`at.square(x)` and `at.pow(x, 2)` don't etuplize to the same expresssion
import aesara.tensor as at
from etuples import etuplize
a = at.scalar('a')
etuplize(at.square(a))
# e(e(<class 'aesara.tensor.elemwise.Elemwise'>, sqr, <frozendict {}>), a)
etuplize(at.pow(a, 2))
# e(e(<class 'aesara.tensor.elemwise.Elemwise'>, pow, <frozendict {}>), a, TensorConstant{2})
Which means that a**2 will fail to unify with etuplize(at.square(a)):
print(etuplize(a ** 2))
# e(e(<class 'aesara.tensor.elemwise.Elemwise'>, pow, <frozendict {}>), a, TensorConstant{2})

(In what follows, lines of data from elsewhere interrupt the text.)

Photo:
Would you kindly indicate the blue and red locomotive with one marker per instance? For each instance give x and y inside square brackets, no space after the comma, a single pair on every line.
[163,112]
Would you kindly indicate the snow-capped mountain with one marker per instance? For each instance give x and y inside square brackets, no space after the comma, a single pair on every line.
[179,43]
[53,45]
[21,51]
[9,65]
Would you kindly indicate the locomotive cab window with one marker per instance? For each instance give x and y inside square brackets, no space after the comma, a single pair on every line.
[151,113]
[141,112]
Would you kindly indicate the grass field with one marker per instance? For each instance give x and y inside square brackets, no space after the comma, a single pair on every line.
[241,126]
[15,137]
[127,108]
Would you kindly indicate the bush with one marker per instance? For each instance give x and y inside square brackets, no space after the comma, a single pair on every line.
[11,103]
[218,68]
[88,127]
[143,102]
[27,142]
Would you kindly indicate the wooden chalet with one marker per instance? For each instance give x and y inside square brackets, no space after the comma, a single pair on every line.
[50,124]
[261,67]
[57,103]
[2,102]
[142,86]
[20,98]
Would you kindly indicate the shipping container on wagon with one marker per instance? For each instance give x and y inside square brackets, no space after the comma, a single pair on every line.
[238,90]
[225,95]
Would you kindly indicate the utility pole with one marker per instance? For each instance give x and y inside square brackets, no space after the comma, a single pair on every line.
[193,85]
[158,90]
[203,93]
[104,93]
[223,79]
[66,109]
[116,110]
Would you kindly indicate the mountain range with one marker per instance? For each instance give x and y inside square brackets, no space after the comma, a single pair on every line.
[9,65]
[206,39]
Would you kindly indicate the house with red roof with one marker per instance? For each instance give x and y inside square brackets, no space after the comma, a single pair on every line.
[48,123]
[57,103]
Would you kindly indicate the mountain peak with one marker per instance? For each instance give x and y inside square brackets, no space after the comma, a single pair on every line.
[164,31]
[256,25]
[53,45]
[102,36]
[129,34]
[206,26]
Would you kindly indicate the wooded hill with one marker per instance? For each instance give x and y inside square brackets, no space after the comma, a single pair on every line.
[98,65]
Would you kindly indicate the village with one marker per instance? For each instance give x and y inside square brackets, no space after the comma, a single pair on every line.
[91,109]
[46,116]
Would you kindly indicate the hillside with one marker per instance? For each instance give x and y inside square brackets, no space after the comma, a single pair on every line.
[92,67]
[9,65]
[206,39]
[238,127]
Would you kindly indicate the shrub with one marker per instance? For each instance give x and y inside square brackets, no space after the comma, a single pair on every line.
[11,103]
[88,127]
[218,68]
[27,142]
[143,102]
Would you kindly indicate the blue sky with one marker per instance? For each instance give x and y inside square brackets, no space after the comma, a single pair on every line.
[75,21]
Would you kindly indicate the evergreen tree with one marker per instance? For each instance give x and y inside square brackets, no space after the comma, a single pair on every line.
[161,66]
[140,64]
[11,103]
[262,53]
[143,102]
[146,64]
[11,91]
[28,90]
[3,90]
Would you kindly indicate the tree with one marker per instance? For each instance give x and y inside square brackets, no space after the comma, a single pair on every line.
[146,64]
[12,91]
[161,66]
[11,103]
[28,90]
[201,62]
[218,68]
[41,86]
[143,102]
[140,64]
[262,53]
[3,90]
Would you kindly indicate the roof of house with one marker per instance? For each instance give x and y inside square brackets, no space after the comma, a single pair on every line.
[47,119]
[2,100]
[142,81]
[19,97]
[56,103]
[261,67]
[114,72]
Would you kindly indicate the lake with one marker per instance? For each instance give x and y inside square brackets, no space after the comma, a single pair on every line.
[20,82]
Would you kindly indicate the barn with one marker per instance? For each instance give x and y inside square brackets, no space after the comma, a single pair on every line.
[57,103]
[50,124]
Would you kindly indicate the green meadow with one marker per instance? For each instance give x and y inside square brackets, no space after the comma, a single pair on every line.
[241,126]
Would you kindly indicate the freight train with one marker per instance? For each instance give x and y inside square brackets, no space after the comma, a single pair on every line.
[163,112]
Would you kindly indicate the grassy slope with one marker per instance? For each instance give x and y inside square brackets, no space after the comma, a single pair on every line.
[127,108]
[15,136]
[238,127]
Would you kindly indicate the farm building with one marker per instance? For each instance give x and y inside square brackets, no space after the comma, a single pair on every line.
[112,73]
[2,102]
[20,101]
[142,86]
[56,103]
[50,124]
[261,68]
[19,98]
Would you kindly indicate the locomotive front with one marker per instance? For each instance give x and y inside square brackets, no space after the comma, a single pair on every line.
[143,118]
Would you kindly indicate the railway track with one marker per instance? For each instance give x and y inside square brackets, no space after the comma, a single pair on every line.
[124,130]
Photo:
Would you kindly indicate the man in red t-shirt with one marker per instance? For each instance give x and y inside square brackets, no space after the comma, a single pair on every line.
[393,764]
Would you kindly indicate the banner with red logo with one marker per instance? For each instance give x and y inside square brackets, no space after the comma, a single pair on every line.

I guess this question is more about why at.square is not an alias to at.pow(..., 2).
I guess this question is more about why at.square is not an alias to at.pow(..., 2).
Probably optimization. Wouldn't be surprised if squaring was faster than power(x, 2)
So that could eventually become a rewrite? And is that universally true for every backend who is that distinction tied to the C backend?
We already have some rewrites: https://github.com/aesara-devs/aesara/blob/ec82b9f7ac1bdab73110afb8ee2e1a1517b8755d/aesara/tensor/rewriting/math.py#L1892
I guess you mean we might be missing an intermediate canonicalization form that is the same for either graph
I guess you mean we might be missing an intermediate canonicalization form that is the same for either graph
~~Yes.~~
Then we can have at.square(x) be an alias for at.pow(x, 2), which is a question of consistency of the representation in the IR. And then let the canonicalisation handle the computation cost concerns.
Note that at.reciprocal(x) should be an alias for at.pow(x, -1) and at.sqrt(x) an alias for at.pow(x, 0.5) for the same consistency reasons.
Consistency is going to prevent special-casing the code in downstream libraries, for instance in AePPL.